Cuando la cultura política carga el acento en la libertad absoluta y la identidad del individuo, y se olvida la necesidad de cultivar un mínimo grado de cohesión que estabilice la delicada estructura y la identidad del conjunto de la sociedad, se corre el riesgo de arruinar la convivencia.

Nuestro país, que inició con ilusión la recuperación de la aventura democrática devolviendo al pueblo las instituciones a través de la descentralización de la gestión en las autonomías y ayuntamientos, lleva tiempo recorriendo un peligroso camino hacia la disgregación, borrando las viejas referencias que nos unían sin sustituirlas por otras, al tiempo que se acelera la construcción de identidades nacionales menores que alimentan la reivindicación y la confrontación en vez de la cooperación para construir un estado más fuerte que pueda cuidar con más eficacia y eficiencia de todos los ciudadanos.

Este mal nos afecta a casi todos, no es privativo de la izquierda o la derecha. Tras el franquismo, a la derecha se le puede achacar específicamente su lentitud en el distanciamiento de la herencia franquista, sus políticas activas para reducir las estructuras del estado y el colchón protector de los ciudadanos menos favorecidos y con mayor riesgo de exclusión social, y su exceso de fe en que la sociedad civil sabrá y podrá autoorganizarse y defenderse frente a la amenaza de las élites económicas.

Nuestras izquierdas, por su parte, han abominado del estado español, primero por franquista y luego solo por español, y se han entregado a su disolución en aras de una utópica federación o confederación de pequeños estados nación. A la izquierda se le atribuye una responsabilidad, por acción u omisión, de la centrifugación del país, marcada históricamente por los nacionalismos vasco y catalán, a la que los propios partidos de ámbito estatal se entregaron: el PCE/PSUC y demás partidos de extrema izquierda de la transición mostraron un camino que luego han seguido los partidos de la órbita de Podemos y hasta el PSOE/PSC y demás socialistas federalistas.

El cultivo de la identidad local, con la excusa de la lengua, la geografía o la pura idiosincrasia, a veces provocada por una mala política de redistribución del poder, y bajo la inspiración del independentismo vasco y catalán, ha despertado nacionalismos, regionalismos y cantonalismos donde estaban dormidos, muertos o donde ni siquiera se habían documentado previamente. Aparte de los partidos independentistas catalanes, vascos, y gallegos, tenemos en las Cortes a Unión del Pueblo Navarro, Coalición Canaria, Partido Regionalista de Cantabria, Foro Asturias, Teruel Existe. Y en las próximas elecciones tal vez veamos una explosión de propuestas (ya se conocen más de 160 asociaciones de 30 provincias) organizadas en torno a la identidad de la España Vacía.

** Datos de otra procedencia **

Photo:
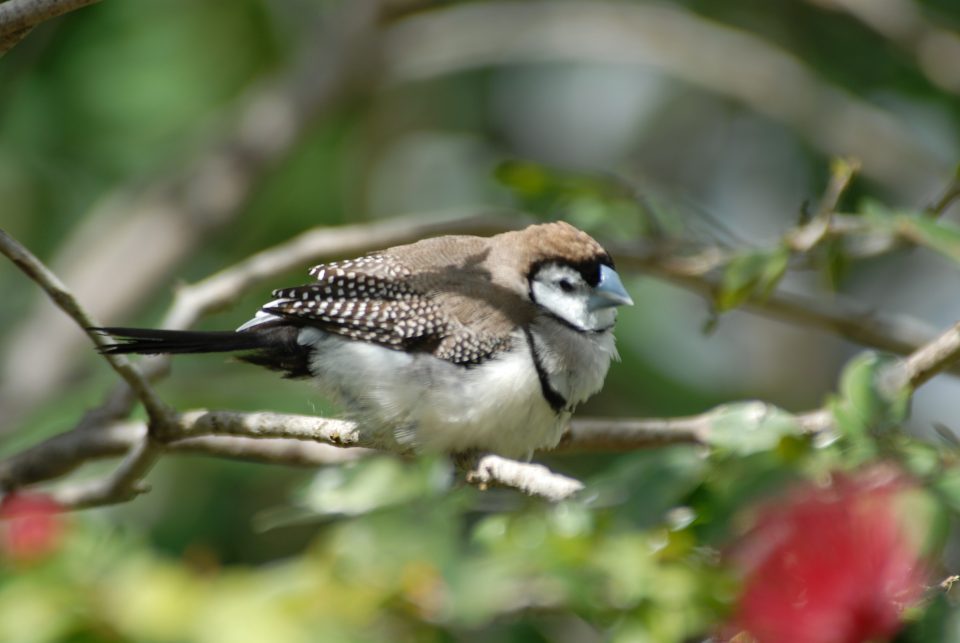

En el seno de las organizaciones de derechos sociales e individuales ha ocurrido más de lo mismo; una multiplicación de las identidades y su reivindicación a través del enfrentamiento a la identidad de los otros, a los que se los mira como adversarios en lugar de como conciudadanos. El simple juego musical y estético de las tribus urbanas se ha ido transformando en una lucha a brazo partido por la hegemonía social en la jungla democrática. Ahí tenemos el planteamiento machista tradicional que rechaza otras identidades y les niega la visibilidad y el derecho a la ciudadanía. Y el efecto reacción de un movimiento feminista exacerbado, cuyos representantes más extremos ven lo masculino como amenaza (como un pene que amputar) en lugar de como complemento. O el enfrentamiento entre el movimiento transexual con el feminismo más clásico. No es sencillo reconocer y reconocerse como parte de un todo. Los niños pequeños no lo saben hacer hasta cierta edad. Los bebés pueden incluso ver sus manos o sus pies como seres extraños. Sentirse parte de un todo es algo que debe aprenderse y cultivarse. Si no lo hacemos, como sociedad, estamos condenados a la autodestrucción.